Board member Nicholas DiFranco then mentioned that Board members were able to meet with the Township to get updates on the potential impact of upcoming new housing developments, such as the one at the proposed Village 35 site and others, on the school district.   DiFranco said that the district would not be hurt financially by the project, since the developers will not receive any more tax exemptions from these projects. 

“The mayor assured us pretty strenuously that the township is no using PILOT (payment in lieu of taxes) agreements for these housing developments,” DiFranco said. “All these developments will be paying regular taxes.” 

DiFranco also mentioned that it was important for Middletown community members to participate in the strategic plan survey now available on the district website, as well as the upcoming public comment forums scheduled to run from October to December. “This is where we’re looking outward to all of you to help us steer the ship for the next five years,” he said. 

Mary Ellen Walker, in charge of student services for the district, said that third grade classes will now be capped at 25 students instead of the originally planned 27, and that the class sizes in all elementary schools will be within the maximum allowable sizes.  “What we’re looking at is that nobody is over cap,” she said. 

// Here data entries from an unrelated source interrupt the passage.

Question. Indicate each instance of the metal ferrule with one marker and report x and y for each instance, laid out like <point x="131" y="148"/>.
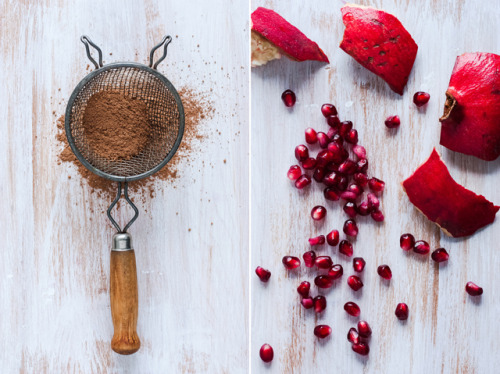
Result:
<point x="122" y="241"/>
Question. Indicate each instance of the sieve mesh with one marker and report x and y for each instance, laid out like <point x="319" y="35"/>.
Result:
<point x="164" y="111"/>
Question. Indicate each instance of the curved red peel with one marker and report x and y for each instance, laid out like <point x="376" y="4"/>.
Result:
<point x="471" y="119"/>
<point x="456" y="210"/>
<point x="379" y="42"/>
<point x="289" y="39"/>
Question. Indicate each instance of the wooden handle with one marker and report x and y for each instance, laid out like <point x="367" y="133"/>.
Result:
<point x="124" y="302"/>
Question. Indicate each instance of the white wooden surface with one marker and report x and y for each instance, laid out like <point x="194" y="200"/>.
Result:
<point x="193" y="275"/>
<point x="447" y="331"/>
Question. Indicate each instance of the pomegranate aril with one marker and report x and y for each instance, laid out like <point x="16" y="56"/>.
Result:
<point x="309" y="164"/>
<point x="364" y="329"/>
<point x="318" y="240"/>
<point x="263" y="274"/>
<point x="318" y="213"/>
<point x="331" y="194"/>
<point x="402" y="311"/>
<point x="301" y="152"/>
<point x="309" y="258"/>
<point x="333" y="121"/>
<point x="377" y="215"/>
<point x="356" y="188"/>
<point x="440" y="255"/>
<point x="307" y="302"/>
<point x="352" y="309"/>
<point x="336" y="271"/>
<point x="353" y="336"/>
<point x="332" y="238"/>
<point x="373" y="201"/>
<point x="311" y="135"/>
<point x="328" y="110"/>
<point x="407" y="242"/>
<point x="351" y="228"/>
<point x="303" y="181"/>
<point x="291" y="262"/>
<point x="266" y="353"/>
<point x="384" y="271"/>
<point x="392" y="122"/>
<point x="294" y="172"/>
<point x="319" y="174"/>
<point x="342" y="184"/>
<point x="364" y="208"/>
<point x="361" y="349"/>
<point x="359" y="151"/>
<point x="352" y="137"/>
<point x="376" y="185"/>
<point x="323" y="262"/>
<point x="331" y="132"/>
<point x="322" y="331"/>
<point x="319" y="303"/>
<point x="345" y="247"/>
<point x="323" y="281"/>
<point x="362" y="166"/>
<point x="361" y="179"/>
<point x="331" y="179"/>
<point x="323" y="139"/>
<point x="355" y="282"/>
<point x="303" y="288"/>
<point x="348" y="167"/>
<point x="358" y="264"/>
<point x="345" y="127"/>
<point x="350" y="209"/>
<point x="421" y="98"/>
<point x="473" y="289"/>
<point x="324" y="157"/>
<point x="421" y="247"/>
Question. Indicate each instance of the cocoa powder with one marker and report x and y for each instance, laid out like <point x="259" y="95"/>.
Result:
<point x="197" y="108"/>
<point x="116" y="127"/>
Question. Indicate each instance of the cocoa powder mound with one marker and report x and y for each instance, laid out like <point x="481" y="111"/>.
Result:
<point x="197" y="108"/>
<point x="116" y="127"/>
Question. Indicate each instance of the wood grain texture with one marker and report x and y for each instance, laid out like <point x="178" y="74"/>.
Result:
<point x="191" y="239"/>
<point x="124" y="298"/>
<point x="447" y="332"/>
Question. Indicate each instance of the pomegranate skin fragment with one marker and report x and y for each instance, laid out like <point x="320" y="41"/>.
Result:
<point x="456" y="210"/>
<point x="380" y="43"/>
<point x="471" y="120"/>
<point x="289" y="39"/>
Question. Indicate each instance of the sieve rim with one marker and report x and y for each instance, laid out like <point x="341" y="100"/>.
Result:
<point x="79" y="88"/>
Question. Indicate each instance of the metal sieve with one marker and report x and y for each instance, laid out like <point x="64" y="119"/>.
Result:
<point x="165" y="114"/>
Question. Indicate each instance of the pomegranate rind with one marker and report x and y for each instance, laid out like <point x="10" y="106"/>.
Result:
<point x="290" y="40"/>
<point x="456" y="210"/>
<point x="471" y="120"/>
<point x="379" y="42"/>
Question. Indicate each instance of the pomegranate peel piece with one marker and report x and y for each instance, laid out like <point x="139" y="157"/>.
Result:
<point x="456" y="210"/>
<point x="380" y="43"/>
<point x="471" y="120"/>
<point x="273" y="36"/>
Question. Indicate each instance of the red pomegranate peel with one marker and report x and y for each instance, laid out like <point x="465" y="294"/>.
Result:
<point x="269" y="26"/>
<point x="471" y="120"/>
<point x="379" y="42"/>
<point x="456" y="210"/>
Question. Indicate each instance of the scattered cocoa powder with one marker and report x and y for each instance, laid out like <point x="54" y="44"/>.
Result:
<point x="197" y="108"/>
<point x="116" y="126"/>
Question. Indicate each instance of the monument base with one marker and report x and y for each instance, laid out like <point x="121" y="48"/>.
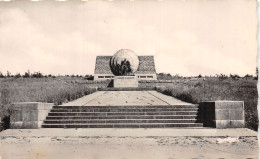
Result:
<point x="125" y="81"/>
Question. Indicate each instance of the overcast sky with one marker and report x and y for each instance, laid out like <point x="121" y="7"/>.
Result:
<point x="185" y="37"/>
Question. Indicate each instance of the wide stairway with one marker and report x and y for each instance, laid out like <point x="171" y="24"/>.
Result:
<point x="165" y="116"/>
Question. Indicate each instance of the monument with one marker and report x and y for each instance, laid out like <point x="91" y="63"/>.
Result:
<point x="125" y="64"/>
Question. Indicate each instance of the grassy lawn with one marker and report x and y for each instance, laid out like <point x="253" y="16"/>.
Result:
<point x="52" y="90"/>
<point x="64" y="89"/>
<point x="198" y="90"/>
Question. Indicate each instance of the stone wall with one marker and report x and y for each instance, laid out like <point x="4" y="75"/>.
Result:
<point x="223" y="114"/>
<point x="29" y="115"/>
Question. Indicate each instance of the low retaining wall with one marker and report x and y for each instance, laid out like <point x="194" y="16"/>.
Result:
<point x="29" y="115"/>
<point x="223" y="114"/>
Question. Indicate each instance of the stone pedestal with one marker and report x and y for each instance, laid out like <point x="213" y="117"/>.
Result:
<point x="223" y="114"/>
<point x="29" y="115"/>
<point x="125" y="81"/>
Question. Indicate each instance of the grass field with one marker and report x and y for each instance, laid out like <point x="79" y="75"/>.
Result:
<point x="198" y="90"/>
<point x="52" y="90"/>
<point x="63" y="89"/>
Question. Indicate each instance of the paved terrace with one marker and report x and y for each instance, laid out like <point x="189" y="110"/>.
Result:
<point x="122" y="98"/>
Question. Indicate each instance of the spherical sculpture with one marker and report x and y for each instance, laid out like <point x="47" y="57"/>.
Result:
<point x="124" y="63"/>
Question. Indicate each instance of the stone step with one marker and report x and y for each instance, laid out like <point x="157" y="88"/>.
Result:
<point x="124" y="110"/>
<point x="126" y="107"/>
<point x="126" y="117"/>
<point x="121" y="113"/>
<point x="124" y="125"/>
<point x="121" y="121"/>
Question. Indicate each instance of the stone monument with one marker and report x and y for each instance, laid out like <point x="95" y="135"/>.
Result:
<point x="123" y="65"/>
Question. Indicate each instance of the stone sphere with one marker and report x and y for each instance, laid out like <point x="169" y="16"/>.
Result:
<point x="124" y="62"/>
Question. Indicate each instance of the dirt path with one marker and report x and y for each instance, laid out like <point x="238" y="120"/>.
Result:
<point x="127" y="147"/>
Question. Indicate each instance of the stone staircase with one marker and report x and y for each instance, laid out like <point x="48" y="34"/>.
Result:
<point x="169" y="116"/>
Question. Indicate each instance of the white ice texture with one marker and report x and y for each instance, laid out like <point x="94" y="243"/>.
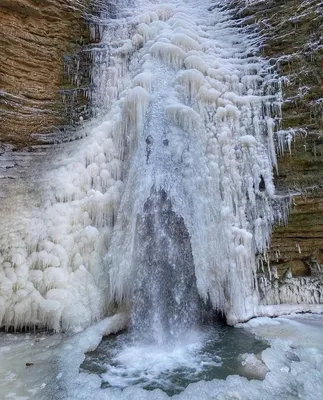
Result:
<point x="293" y="365"/>
<point x="174" y="71"/>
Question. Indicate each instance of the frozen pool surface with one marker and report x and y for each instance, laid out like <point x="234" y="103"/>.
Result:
<point x="294" y="361"/>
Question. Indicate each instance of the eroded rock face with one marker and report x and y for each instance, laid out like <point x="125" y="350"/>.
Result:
<point x="36" y="38"/>
<point x="292" y="32"/>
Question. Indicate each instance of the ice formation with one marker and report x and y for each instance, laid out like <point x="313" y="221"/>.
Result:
<point x="294" y="363"/>
<point x="185" y="105"/>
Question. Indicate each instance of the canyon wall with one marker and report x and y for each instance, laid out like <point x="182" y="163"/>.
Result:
<point x="44" y="75"/>
<point x="291" y="35"/>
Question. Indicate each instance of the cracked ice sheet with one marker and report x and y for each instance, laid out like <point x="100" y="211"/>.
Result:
<point x="294" y="360"/>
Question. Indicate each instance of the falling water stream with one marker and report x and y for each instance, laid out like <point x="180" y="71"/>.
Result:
<point x="159" y="208"/>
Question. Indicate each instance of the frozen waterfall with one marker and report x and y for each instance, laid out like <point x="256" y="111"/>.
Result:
<point x="174" y="172"/>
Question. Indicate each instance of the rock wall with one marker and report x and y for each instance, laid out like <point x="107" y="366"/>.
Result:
<point x="37" y="39"/>
<point x="291" y="32"/>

Superintendent George then announced that Brookdale was making progress in developing its Middle College Academy program, in which students get one year of college credits once they graduate from high school, and that both Middletown Public Schools and Brookdale look forward to a formal agreement on setting up the program by the middle of the upcoming school year. 

“The development of Middle College Academy is a really exciting opportunity for us,” George said. “I know (Brookdale President) Dr. Stout is as committed to this as I am.”